Treatment of AF Patient on Anticoagulant for ACS
For an AF patient on oral anticoagulation presenting with ACS, use a DOAC (preferably apixaban) plus clopidogrel, discontinue aspirin at or before discharge (within 1 week), and continue dual therapy (DOAC + clopidogrel) for 12 months. 1
Acute/Periprocedural Management
During the acute hospitalization and PCI procedure:
- Continue the oral anticoagulant throughout the procedure if already on a DOAC
- Add low-dose aspirin (81 mg) only during hospitalization
- Add a P2Y12 inhibitor (clopidogrel preferred over prasugrel/ticagrelor due to lower bleeding risk)
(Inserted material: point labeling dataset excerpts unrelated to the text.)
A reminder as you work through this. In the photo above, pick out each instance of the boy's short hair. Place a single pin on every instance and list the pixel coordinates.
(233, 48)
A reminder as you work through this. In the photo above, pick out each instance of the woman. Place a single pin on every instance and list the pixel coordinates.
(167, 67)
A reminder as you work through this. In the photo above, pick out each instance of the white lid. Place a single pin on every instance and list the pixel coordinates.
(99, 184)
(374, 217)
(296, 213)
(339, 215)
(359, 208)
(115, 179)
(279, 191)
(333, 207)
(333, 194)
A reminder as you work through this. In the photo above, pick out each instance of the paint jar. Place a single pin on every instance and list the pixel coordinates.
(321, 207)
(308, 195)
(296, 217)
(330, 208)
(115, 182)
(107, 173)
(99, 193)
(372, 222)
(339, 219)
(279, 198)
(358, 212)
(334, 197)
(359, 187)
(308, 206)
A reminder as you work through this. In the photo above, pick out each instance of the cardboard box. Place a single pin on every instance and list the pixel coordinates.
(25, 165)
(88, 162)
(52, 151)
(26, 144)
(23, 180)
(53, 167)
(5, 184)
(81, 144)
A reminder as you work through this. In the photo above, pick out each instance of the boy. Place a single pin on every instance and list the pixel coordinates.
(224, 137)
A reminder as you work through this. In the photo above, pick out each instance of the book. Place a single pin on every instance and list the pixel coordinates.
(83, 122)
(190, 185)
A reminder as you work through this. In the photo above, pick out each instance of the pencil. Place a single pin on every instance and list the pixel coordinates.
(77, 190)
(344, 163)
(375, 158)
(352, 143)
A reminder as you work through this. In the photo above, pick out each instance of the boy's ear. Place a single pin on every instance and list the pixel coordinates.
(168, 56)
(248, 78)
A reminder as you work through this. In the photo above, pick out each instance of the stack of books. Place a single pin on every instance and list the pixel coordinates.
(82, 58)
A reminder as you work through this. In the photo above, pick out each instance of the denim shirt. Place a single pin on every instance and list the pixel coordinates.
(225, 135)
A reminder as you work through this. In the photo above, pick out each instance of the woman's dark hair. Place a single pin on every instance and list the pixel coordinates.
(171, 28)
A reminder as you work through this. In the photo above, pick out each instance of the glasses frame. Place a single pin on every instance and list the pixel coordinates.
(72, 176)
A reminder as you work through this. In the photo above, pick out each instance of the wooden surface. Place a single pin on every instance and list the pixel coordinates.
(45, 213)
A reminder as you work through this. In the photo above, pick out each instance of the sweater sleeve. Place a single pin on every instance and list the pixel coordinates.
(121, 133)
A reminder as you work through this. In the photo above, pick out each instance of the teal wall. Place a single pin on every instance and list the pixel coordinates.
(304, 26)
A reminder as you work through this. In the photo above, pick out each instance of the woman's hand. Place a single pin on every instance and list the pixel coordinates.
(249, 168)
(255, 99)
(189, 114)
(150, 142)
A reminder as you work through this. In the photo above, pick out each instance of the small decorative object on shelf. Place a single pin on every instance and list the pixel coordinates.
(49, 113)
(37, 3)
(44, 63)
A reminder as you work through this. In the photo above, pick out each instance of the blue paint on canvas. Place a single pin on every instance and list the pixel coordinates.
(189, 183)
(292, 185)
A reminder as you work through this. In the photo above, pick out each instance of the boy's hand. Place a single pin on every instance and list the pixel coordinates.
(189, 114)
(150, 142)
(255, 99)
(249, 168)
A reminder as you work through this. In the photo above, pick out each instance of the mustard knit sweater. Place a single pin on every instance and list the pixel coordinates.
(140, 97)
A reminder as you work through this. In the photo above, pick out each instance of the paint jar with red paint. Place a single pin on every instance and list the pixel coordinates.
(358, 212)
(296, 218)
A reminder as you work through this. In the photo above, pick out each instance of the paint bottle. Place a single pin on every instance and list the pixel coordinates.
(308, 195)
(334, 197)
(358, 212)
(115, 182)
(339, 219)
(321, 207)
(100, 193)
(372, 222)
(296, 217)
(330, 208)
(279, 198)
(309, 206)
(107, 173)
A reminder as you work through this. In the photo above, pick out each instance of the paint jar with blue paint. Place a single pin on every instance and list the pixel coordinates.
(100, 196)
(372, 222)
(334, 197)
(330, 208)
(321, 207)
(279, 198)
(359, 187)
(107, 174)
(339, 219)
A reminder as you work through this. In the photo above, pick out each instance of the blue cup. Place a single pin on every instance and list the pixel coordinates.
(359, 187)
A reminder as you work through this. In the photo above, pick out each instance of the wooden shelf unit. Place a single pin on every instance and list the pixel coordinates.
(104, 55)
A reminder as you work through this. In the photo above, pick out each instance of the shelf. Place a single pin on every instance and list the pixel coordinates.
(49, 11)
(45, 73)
- Discontinue aspirin at or before discharge (within 1 week post-PCI) 1
The 2024 ESC guidelines explicitly recommend early cessation of aspirin (≤1 week) in uncomplicated PCI cases where thrombosis risk is low or bleeding risk is high 1. This represents a significant shift from older triple therapy approaches.
Choice of Anticoagulant
Switch to a DOAC if currently on warfarin - DOACs are strongly preferred over vitamin K antagonists because they:
- Reduce major bleeding by 31% (hazard ratio 0.69) 2
- Reduce death or hospitalization by 17% (hazard ratio 0.83) 2
- Provide similar protection against ischemic events 2
Apixaban is the preferred DOAC based on the AUGUSTUS trial, which demonstrated superior bleeding outcomes without compromising ischemic protection 2, 3. The most recent 2025 analysis of total events (not just first events) confirmed apixaban plus clopidogrel without aspirin minimizes overall bleeding while maintaining ischemic protection 3.
Duration of Therapy
For ACS patients:
- 0-1 week: Triple therapy (DOAC + aspirin + clopidogrel) during hospitalization only
- 1 week to 12 months: Dual therapy (DOAC + clopidogrel) 4, 1
- Beyond 12 months: DOAC monotherapy indefinitely 1
The 12-month duration of dual therapy for ACS is explicitly stated in the ACC guidelines 4. After 12 months, antiplatelet therapy should be discontinued as it provides no additional benefit and increases bleeding risk 1.
P2Y12 Inhibitor Selection
Use clopidogrel, not prasugrel or ticagrelor, unless there is very high ischemic risk. The AUGUSTUS trial data showed patients on high-potency P2Y12 inhibitors (prasugrel/ticagrelor) had significantly more recurrent bleeding events compared to clopidogrel 3. Clopidogrel is specifically recommended in both ACC and ESC guidelines for this indication 4, 1.
Critical Pitfalls to Avoid
Do not continue triple therapy beyond 1 week in uncomplicated cases - this dramatically increases bleeding without reducing ischemic events 1, 2
Do not use warfarin when a DOAC is available - warfarin increases bleeding by 45% compared to apixaban 2
Do not continue aspirin beyond discharge in most patients - aspirin doubles bleeding risk (rate ratio 2.14) without reducing ischemic events 3
Do not stop anticoagulation after 12 months - the AF stroke risk persists lifelong and requires indefinite anticoagulation 4, 1
Add a proton pump inhibitor when on dual or triple therapy to reduce GI bleeding 4
Evidence Strength
The recommendation is based on high-quality evidence from the AUGUSTUS randomized trial (2019) involving 4,614 patients 2, reinforced by the most recent 2025 total events analysis 3, and incorporated into both the 2024 ESC guidelines 1 and 2020 ACC expert consensus 4. All sources converge on the same strategy: DOAC (preferably apixaban) plus clopidogrel without aspirin after the initial hospitalization period.